Schizophrenia and mood disorders seem to be closely related genetically. Relatives of patients with 295.7 (depressed type) are more at risk for having schizophrenia than for having a mood disorder. But relatives of patients with 295.7 (bipolar type) are not at higher risk for schizophrenia. And there aren't alot of schizoaffective patients who also have relatives with schizoaffective disorder (supporting the idea that it is not a distinct disorder; but I think it CAN be a distinct disorder that just isn't genetically based).
Now, as to the DSM criteria... The clinical signs and symptoms include all the signs and symptoms of schizophrenia, mania dn depressive disorders. The schizophrenic and mood disorder symptoms can present together or in an alternating fashion. The course can vary from one of exacerbations and remissions to one of a long-term deteriorating course. There is a lot of debate about the mood incongruent psychotic features. In general, if there are mood-incongruent psychotic features during a mood episode, that is a poor prognostic indicator. The reason the psychotic symptoms must be present for at least 2 weeks without mood symptoms (and 2 weeks was pretty arbitrary I think but they had to have some guideline) is to prevent a diagnosis of schizoaffective disorder from being made when it's really just a severe episode of a mood disturbance with psychotic features (remember that 295.7 has a worse prognosis and that 295.7 would probably require lifelong treatment with an antipsychotic, whereas the psychosis that occurs only during a mood episode can be treated temporarily, until the mood episode is over).
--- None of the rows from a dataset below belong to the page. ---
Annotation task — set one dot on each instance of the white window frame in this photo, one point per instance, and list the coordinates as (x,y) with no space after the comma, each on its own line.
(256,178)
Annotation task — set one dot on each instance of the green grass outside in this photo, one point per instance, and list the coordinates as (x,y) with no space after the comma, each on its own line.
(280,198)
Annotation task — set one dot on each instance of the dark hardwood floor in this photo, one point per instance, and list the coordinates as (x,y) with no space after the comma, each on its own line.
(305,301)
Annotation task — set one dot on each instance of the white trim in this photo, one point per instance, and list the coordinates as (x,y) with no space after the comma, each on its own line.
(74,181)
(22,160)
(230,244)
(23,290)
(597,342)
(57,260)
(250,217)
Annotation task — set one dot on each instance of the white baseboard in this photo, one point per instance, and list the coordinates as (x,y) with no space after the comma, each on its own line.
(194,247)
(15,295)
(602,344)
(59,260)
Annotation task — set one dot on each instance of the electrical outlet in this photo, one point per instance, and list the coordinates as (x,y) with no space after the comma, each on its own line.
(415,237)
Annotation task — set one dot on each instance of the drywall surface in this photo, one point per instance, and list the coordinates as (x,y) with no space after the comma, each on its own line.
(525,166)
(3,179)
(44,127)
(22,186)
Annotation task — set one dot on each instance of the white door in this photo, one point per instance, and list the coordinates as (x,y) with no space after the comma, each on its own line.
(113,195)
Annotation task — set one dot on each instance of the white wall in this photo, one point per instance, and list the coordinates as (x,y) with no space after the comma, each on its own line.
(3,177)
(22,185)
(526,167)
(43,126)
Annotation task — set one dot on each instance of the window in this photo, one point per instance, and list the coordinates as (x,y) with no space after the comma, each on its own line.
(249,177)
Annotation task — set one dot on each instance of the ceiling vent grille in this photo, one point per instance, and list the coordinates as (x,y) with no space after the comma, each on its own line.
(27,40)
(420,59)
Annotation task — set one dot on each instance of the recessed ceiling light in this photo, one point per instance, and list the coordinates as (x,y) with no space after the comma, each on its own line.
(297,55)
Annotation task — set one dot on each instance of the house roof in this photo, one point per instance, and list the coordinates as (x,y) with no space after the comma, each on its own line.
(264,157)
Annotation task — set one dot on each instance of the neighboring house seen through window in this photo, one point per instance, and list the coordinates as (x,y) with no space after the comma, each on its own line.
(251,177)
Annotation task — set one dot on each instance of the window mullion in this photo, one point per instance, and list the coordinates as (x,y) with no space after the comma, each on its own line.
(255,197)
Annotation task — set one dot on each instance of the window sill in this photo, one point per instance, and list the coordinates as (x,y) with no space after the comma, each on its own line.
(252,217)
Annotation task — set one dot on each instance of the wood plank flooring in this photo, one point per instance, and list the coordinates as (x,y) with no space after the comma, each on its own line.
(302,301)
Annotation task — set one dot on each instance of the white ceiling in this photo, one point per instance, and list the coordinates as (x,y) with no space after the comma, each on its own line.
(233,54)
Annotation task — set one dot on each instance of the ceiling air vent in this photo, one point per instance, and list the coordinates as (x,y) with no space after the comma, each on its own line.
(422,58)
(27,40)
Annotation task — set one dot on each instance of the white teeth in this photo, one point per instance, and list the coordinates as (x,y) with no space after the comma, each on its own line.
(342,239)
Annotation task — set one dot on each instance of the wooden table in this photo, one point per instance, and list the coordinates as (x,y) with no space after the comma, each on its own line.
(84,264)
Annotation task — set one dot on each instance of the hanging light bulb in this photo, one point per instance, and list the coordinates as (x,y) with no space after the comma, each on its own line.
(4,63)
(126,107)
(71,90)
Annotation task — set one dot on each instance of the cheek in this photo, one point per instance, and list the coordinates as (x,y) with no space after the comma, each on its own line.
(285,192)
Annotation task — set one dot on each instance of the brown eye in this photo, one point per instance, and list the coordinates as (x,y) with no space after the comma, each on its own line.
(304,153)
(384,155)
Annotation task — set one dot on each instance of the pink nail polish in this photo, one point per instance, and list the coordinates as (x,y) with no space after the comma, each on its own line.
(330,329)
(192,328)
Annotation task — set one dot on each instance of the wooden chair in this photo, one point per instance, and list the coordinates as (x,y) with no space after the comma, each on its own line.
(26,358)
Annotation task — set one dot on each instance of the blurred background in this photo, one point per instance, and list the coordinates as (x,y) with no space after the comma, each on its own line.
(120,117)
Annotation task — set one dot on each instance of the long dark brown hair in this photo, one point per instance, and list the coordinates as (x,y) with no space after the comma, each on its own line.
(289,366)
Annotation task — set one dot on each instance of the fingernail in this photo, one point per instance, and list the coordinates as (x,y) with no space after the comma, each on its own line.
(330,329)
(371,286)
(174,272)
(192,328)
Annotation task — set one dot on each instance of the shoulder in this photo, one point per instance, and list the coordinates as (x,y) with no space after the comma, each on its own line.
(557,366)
The same is true for the criteria that says the mood symptoms must be present for a SUBSTANTIAL portion of the total duration of the active and residual periods of the illness -- you don't want to put somebody on lifelong Lithium for a diagnosis of schizoaffective disorder when they are just having a post-psychotic depression that can be treated with an antidepressant for awhile and then stopped. As an aside, I feel that many patients can be treated with only mood stabilizers (and/or antidepressants) and that the antipsychotics should be used as needed for short-term control. Only if mood stabilizers are not effective on an ongoing basis should antipsychotics be used continuously.
That's all I can think of right now.